DeVillers will work with several other government ministers to encourage greater physical activity and healthier Canadians, the release said.
Sports groups applauded the move while the Opposition called it an attempt by the government to give DeVillers a higher profile to help him be re-elected.
09/05/2005 2:17:00 PM
ROME (AP) - A Rome court convicted a Vatican cardinal and a top Vatican Radio official Monday of polluting the environment with electromagnetic waves from a transmission tower, an official from Vatican Radio said.
Roberto Cardinal Tucci, former head of Vatican Radio's management committee, and Rev. Pasquale Borgomeo, the station's director general, were sentenced to 10 days in jail, said Rev. Federico Lombardi, the station's program director. The sentences for the two Jesuits were automatically suspended.
Lombardi said the defendants would appeal.
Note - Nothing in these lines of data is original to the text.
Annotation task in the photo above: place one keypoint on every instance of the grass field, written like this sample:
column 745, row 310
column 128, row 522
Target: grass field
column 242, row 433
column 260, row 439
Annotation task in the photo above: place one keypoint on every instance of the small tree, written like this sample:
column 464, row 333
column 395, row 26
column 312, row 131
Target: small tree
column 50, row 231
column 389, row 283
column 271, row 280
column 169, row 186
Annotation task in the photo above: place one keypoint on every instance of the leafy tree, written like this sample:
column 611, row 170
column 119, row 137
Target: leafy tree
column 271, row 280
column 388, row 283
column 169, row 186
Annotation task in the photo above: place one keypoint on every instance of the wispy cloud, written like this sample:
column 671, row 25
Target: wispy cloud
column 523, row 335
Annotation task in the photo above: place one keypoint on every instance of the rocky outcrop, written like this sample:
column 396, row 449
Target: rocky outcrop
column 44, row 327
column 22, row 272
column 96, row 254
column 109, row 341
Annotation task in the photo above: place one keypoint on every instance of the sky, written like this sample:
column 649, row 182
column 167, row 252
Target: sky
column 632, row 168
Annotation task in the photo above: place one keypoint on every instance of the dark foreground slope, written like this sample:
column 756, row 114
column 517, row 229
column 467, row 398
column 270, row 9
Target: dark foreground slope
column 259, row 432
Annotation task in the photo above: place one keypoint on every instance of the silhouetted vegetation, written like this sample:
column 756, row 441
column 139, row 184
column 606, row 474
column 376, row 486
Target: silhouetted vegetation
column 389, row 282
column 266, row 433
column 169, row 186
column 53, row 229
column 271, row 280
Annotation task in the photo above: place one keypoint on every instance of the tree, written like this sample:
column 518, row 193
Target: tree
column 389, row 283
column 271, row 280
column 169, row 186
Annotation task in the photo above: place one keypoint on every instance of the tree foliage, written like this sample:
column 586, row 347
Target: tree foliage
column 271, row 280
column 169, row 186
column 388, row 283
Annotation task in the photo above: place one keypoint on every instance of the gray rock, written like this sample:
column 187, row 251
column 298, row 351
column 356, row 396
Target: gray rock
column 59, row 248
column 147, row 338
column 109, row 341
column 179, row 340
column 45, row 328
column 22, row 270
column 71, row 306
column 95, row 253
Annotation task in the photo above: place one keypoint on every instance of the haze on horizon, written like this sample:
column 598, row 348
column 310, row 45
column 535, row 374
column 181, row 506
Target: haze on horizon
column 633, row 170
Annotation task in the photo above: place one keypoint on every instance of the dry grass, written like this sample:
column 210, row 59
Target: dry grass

"We're stunned," Lombardi said in a telephone interview. "We contend that our transmission is in line with accords between Italy and the Vatican."
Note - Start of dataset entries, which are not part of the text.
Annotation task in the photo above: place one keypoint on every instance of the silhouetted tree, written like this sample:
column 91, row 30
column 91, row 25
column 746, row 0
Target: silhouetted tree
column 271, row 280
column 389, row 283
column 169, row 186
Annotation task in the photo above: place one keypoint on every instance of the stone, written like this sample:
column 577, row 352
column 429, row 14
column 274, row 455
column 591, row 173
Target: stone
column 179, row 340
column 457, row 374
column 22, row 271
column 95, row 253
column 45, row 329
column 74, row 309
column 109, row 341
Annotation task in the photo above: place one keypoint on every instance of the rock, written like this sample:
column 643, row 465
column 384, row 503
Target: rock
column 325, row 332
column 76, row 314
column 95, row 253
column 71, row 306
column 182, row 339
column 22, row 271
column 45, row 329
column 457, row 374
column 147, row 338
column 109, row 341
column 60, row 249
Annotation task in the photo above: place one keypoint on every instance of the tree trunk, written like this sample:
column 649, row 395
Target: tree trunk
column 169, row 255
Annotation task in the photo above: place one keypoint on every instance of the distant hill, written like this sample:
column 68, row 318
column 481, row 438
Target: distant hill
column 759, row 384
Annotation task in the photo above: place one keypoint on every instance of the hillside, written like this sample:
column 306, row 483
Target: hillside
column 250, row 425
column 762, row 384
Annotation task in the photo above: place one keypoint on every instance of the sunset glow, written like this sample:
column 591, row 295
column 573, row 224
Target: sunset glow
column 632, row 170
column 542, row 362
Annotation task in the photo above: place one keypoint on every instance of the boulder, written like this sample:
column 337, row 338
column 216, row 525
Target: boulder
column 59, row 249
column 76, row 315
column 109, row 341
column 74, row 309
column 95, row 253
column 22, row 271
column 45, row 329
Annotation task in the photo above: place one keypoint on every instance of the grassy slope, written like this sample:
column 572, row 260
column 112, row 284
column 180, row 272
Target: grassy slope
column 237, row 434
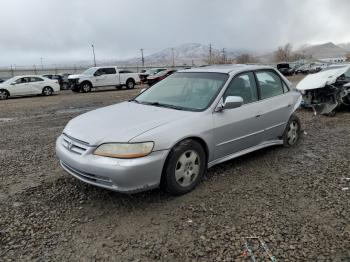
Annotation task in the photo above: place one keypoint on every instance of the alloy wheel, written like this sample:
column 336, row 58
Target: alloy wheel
column 3, row 95
column 293, row 133
column 47, row 91
column 187, row 168
column 86, row 88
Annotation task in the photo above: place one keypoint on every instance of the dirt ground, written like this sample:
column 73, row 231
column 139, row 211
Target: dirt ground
column 292, row 198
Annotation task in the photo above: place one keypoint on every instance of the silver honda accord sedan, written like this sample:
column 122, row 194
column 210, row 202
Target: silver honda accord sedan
column 171, row 133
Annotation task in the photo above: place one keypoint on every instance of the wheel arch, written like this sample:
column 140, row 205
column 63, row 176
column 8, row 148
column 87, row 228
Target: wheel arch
column 4, row 89
column 130, row 79
column 200, row 140
column 86, row 81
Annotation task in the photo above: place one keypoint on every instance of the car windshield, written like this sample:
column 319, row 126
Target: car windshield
column 161, row 73
column 11, row 80
column 89, row 71
column 184, row 91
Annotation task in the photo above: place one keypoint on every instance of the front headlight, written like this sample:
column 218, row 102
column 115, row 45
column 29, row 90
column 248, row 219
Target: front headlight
column 124, row 150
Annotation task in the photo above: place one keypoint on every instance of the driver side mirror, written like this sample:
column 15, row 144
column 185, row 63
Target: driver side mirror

A third Vatican Radio official, the head of technical services, was acquitted.
Prosecutors alleged that the officials violated Italy's strict standards on electromagnetic emissions, saying that transmitting equipment in the Rome suburb of Cesano damaged the health of those living nearby.
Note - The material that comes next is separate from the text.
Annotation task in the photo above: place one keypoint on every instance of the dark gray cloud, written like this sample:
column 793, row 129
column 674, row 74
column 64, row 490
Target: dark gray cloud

The exact charge was "dangerous launching of objects" - referring to the electromagnetic waves reaching the town.
Cesano residents applauded the prosecutors as they left the courtroom. The prosecutors made no immediate comment.
"It is a great success and a great victory, for those people who have been suffering for years," said Lorenzo Parlati, head of the environment group Legambiente for the Lazio region, which was part of the civil suit.
"A mother whose child died of leukemia shouted out of emotion when the verdict was read out," he said.
Cristina Tabano, a lawyer from Codacons, a consumer group that joined in a civil suit attached to the trial, said she was satisfied the court found there was criminal responsibility.
Tabano said Cesano residents complained they could hear Vatican Radio broadcasts through their lamps because of electromagnetic disturbances.
The verdict was announced by Judge Luisa Martoni after about 30 minutes of deliberation.
Prosecutors had asked for 15-day sentences.
In 2002, a judge threw out the case, which had been brought by environmentalists, saying the Vatican officials enjoyed immunity under a 1929 treaty between the Holy See and Italy that established the Vatican as an independent city-state.
But Italy's supreme court later ruled that the Vatican Radio officials could be tried, and the case went ahead.
Tucci, an 84-year-old who is now retired, was made a cardinal in 2001 by the late Pope John Paul for his years of work in leading advance teams for the pontiff's many overseas pilgrimages.